Le thème des femmes et de leur place dans la communauté a été au cœur de votre projet, dans la campagne qui a précédé l’élection. Comment concrètement ce souci va-t-il être aujourd’hui mis en œuvre ?

La place des femmes dans la communauté ne devrait plus être une question. C’est cela mon objectif réel : faire en sorte que l’évidence, la normalité, soit la règle ; que plus personne ne se demande comment célébrer une bat mitsva, si les cours sont ou non mixtes, si une femme peut ou non être administratrice ou présidente de communauté.

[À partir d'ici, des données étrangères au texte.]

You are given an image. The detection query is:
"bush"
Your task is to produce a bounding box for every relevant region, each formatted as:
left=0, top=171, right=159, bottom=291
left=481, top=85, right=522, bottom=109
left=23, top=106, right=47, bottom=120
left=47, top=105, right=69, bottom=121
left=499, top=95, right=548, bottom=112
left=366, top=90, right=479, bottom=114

LA PLACE DES FEMMES NE DEVRAIT PLUS êTRE UNE QUESTION

C’est ce que j’ai voulu signifier, par exemple, en me rendant en province pour mon premier shabbat plein après mon élection, dans la très belle communauté de Bayonne- Biarritz, qui a la particularité d’être présidée par une femme, Caroline Bentolila. C’est une présidente remarquable, non pas par ce qu’elle est une femme, mais parce qu’elle apaise les tensions, lance des projets et porte la mémoire et l’histoire de sa belle communauté. Par ailleurs, l’étude des textes de la Bible, du Talmud et de tous les commentateurs est essentielle à une époque où je retrouve des jeunes filles présentes dans toutes les grandes écoles. C’est ce que fait remarquablement le Beit Midrash Lenashim de Joëlle Bernheim, l’institution où les femmes découvrent des textes merveilleux et les approfondissent. J’ai participé à la clôture de l’année et j’y ai beaucoup appris. Ce n’est pas un cas unique, puisqu’à Lyon, un même mouvement a vu le jour et dans d’autres villes, des femmes participent à des cours existants. Je tiens d’ailleurs à préciser que lorsque j’étais élève à l’École rabbinique, le cours de Talmud du Grand Rabbin Chouchena accueillait une femme, qui avait toute sa place dans ce cénacle.
Le passage biblique mentionnant les filles de Tsélofhad (Nombres, 26:7), « Les filles de Tsélofhad ont raison de parler », est fondamental. D’aucuns le traduisent comme l’expression de demandes par celles-ci de bénéficier de l’héritage de leur père. Il est aussi possible d’élever ce verset comme universel qui réaffirmerait la légitimité des demandes et des expressions des femmes. La limite, demeure à mes yeux la Halakha, telle que comprise dans le judaïsme consistorial. Ainsi, la mehitsa (séparation des hommes et des femmes pendant l’office), pour obligatoire qu’elle soit, n’est pas un moyen de reléguer les femmes à l’arrière de la synagogue et en dehors des préoccupations de l’office. Lors des shabbatot pleins que j’organise avec les étudiants, j’ai toujours souhaité que la mehitsa puisse se faire de sorte à ce qu’hommes et femmes soient aussi proches du Séfer Torah et que ces dernières ne se sentent pas minorées.

Envisager les choses plus largement, comme en choisissant un homme et une femme comme médiateurs, peut paraître une évidence, mais cela doit être fermement défendu. De ce point de vue, je note avec plaisir, qu’à la suite de l’OSE, qui est la première grande institution juive à être dirigée par une femme, Patricia Sitruk, le CASIP-COJA- SOR a recruté Karene Fredj. En fait, nous entrons dans la normalisation.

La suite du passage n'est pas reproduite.